Is the group $$ \operatorname{Diff}^1_0(\mathbb R^d) = \operatorname{Diff}^1(\mathbb R^d) \cap \big(\operatorname{Id}_{\mathbb R^d} + C^1_0(\mathbb R^d,\mathbb R^d)\big) $$ connected? Here $$ C^1_0(\mathbb R^d,\mathbb R^d) = \{ f \in C^1(\mathbb R^d,\mathbb R^d) \,:\, |f(x)|\to 0,\, |Df(x)| \to 0\text{ as } x \to \infty \}\,, $$ and we equip $\operatorname{Diff}^1_0(\mathbb R^d)$ with the uniform $C^1$-topology. Thus $\operatorname{Diff}^1_0(\mathbb R^d)$ consists of diffeomorphisms that decay to the identity towards infinity in the $C^1$-norm; in particular diffeomorphisms in $\operatorname{Diff}^1_0(\mathbb R^d)$ are orientation preserving.

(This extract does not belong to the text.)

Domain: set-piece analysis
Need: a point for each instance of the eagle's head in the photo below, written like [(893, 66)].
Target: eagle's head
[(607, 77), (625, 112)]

The group $\operatorname{Diff}^1(\mathbb R^d)$ of $C^1$-diffeomorphisms equipped with the weak Whitney topology has two connected components—the orientation preserving and orientation reversing diffeomorphisms. To see this one can use the homotopy $$ \varphi_t(x) = \frac 1t \big(\varphi(tx) - \varphi(0)\big) + t\varphi(0)\,, $$ with $\varphi_0(x) = D\varphi(0)x$. This is a deformation retraction of $\operatorname{Diff}^1(\mathbb R^d)$ unto $GL(\mathbb R^d)$. Since this homotopy works by pushing all nonlinearities out to infinity, it is not continuous in the strong Whitney topology or in the uniform $C^1$-topology used above.
Is there some other construction that can be used to show connectedness of $\operatorname{Diff}^1_0(\mathbb R^d)$? More generally, I am interested in whether the Sobolev diffeomorphism groups $$ \mathcal D^s(\mathbb R^d) = \operatorname{Diff}^1(\mathbb R^d) \cap \big(\operatorname{Id}_{\mathbb R^d} + H^s(\mathbb R^d,\mathbb R^d)\big)\,,$$ with $s > d/2+1$ are connected. However, a positive answer for $\operatorname{Diff}^1_0(\mathbb R^d)$ together with results from Palais' Homotopy Theory of Infinite Dimensional Manifols will imply the result for Sobolev diffeomorphisms.